January 5, 2014 by David K. Sutton
The Free Market Has Spoken, And It Had Nothing To Say About Economic Inequality
One of the tenets of free market ideology is consumer choice. The idea goes like this. Empower citizens to make their own decisions and they will have greater freedom, greater prosperity, and businesses will live or die at the will of the consumer. Therefore, corporations and executives are in effect beholden to the consumer. Sounds good right? Who could be against that?
Well, here’s the problem.
In most situations choice is an illusion, particularly in industries where there are only a few big corporations in competition. And equating consumer choice with your freedom as a citizen of the United States is equally as flawed. To have a true free market would mean customers have as much information about the consumer choices they are making as the companies making the products. But we know this is almost never the case. And to have a true fee market would mean the average customer would have as much sway on regulatory legislation as corporations and wealthy executives. But again, is this ever the case? Of course not. So is it really a free market?

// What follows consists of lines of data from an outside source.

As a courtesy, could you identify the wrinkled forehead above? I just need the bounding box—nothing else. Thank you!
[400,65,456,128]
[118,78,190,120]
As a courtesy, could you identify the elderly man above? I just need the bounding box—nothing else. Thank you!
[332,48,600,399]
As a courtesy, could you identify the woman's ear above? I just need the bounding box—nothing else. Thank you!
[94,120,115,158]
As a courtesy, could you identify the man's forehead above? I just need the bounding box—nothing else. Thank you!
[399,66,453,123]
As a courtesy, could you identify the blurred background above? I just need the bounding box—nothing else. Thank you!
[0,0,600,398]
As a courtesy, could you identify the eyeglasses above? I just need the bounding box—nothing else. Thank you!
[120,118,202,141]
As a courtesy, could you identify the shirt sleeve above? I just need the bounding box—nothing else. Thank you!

Yes, capitalism has overall been good to the consumer, even with the illusion of choice. But capitalism, at least the type of capitalism practiced over the past several decades, has not been good to the citizen. And the free market ideologues serving as governors and on state legislatures, you know, the ones trying to bust public unions, are further eroding one of the things that made citizenship of this country so great, the promise of opportunity and a fair wage.

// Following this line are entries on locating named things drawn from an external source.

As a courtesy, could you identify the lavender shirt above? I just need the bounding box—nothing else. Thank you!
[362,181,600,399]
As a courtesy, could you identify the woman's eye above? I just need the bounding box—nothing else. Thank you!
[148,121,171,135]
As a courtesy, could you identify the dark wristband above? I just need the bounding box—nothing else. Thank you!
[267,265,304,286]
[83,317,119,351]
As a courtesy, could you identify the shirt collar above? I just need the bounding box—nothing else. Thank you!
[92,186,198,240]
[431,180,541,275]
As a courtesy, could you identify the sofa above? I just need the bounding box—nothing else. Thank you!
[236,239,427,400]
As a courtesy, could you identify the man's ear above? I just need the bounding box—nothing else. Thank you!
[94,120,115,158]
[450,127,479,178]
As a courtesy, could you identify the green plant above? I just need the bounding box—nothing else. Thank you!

The “middle class” myth: Here’s why wages are really so low today – Salon.com — The greatest victory of the anti-labor movement has not been in busting industries traditionally organized by unions. That’s unnecessary. Those jobs have disappeared as a result of automation and outsourcing to foreign countries. In the U.S., steel industry employment has declined from 521,000 in 1974 to 150,000 today.

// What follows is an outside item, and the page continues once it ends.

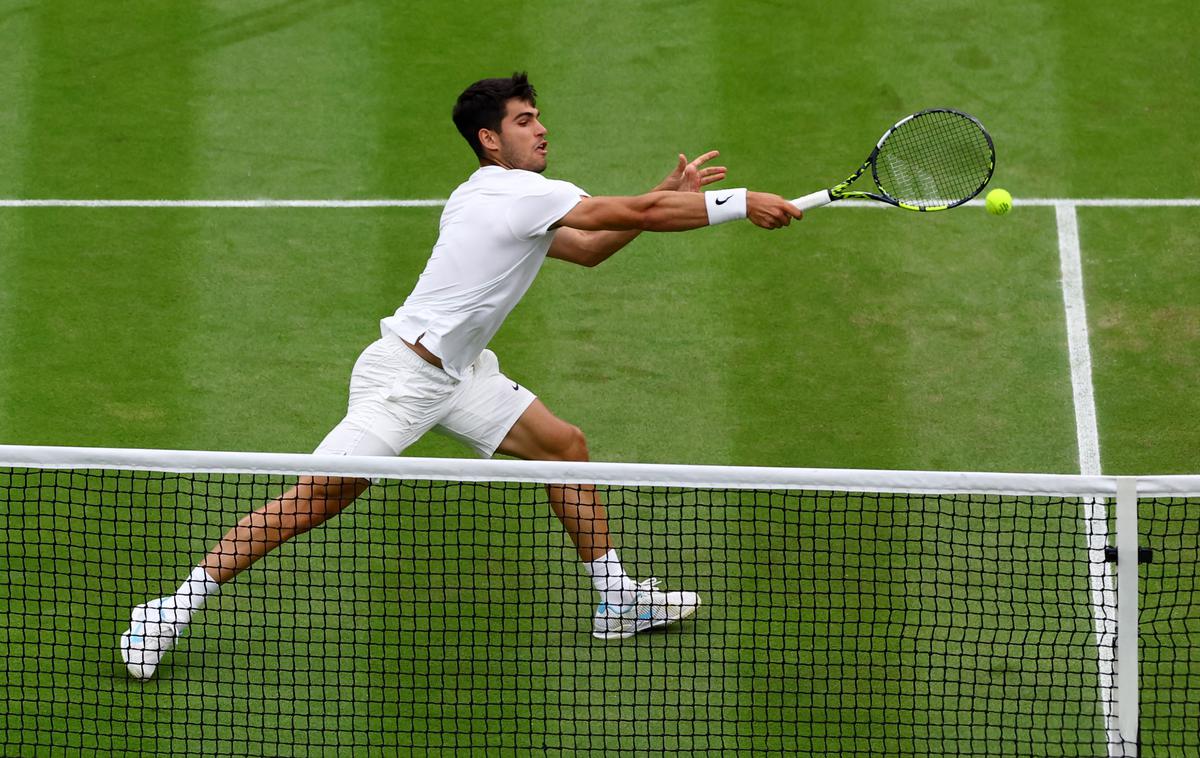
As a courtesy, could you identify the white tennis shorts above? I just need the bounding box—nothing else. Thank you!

Yeah, you can instead blame that on free trade. I’m not sure where I fall on this subject, but clearly free trade, and a globalized economy have led to the outsourcing of well-paying manufacturing jobs overseas where they pay workers pennies on the dollar.
“When I joined the company, it had 28,000 employees,” said George Ranney, a former executive at Inland Steel, an Indiana mill that was bought out by ArcelorMittal in 1998. “When I left, it had between 5,000 and 6,000. We were making the same amount of steel, 5 million tons a year, with higher quality and lower cost.”
The anti-labor movement’s greatest victory has been in preventing the unionization of the jobs that have replaced well-paying industrial work. Stanley was lucky: After Wisconsin Steel shut down in 1980, a casualty of obsolescence, he bounced through ill-paying gigs hanging sheetrock and tending bar before finally catching on as a plumber for the federal government. The public sector is the last bastion of the labor movement, with a 35.9 percent unionization rate. But I know other laid-off steelworkers who ended their working lives delivering soda pop or working as security guards.
There is no question that the decline in unionized jobs has contributed to wage stagnation. Unfortunately this is not a problem that is likely to be solved anytime soon, and there’s one simple reason — contempt.
Because many people have such contempt for others who benefit from union membership, we are not likely to see a reversal in union busting anytime soon. It’s remarkable the level of mockery and scorn lobbed at unions and their members by people who are essentially jealous. Instead of hating on others, maybe you need to recognize that your attitude could be part of the reason your wage isn’t higher.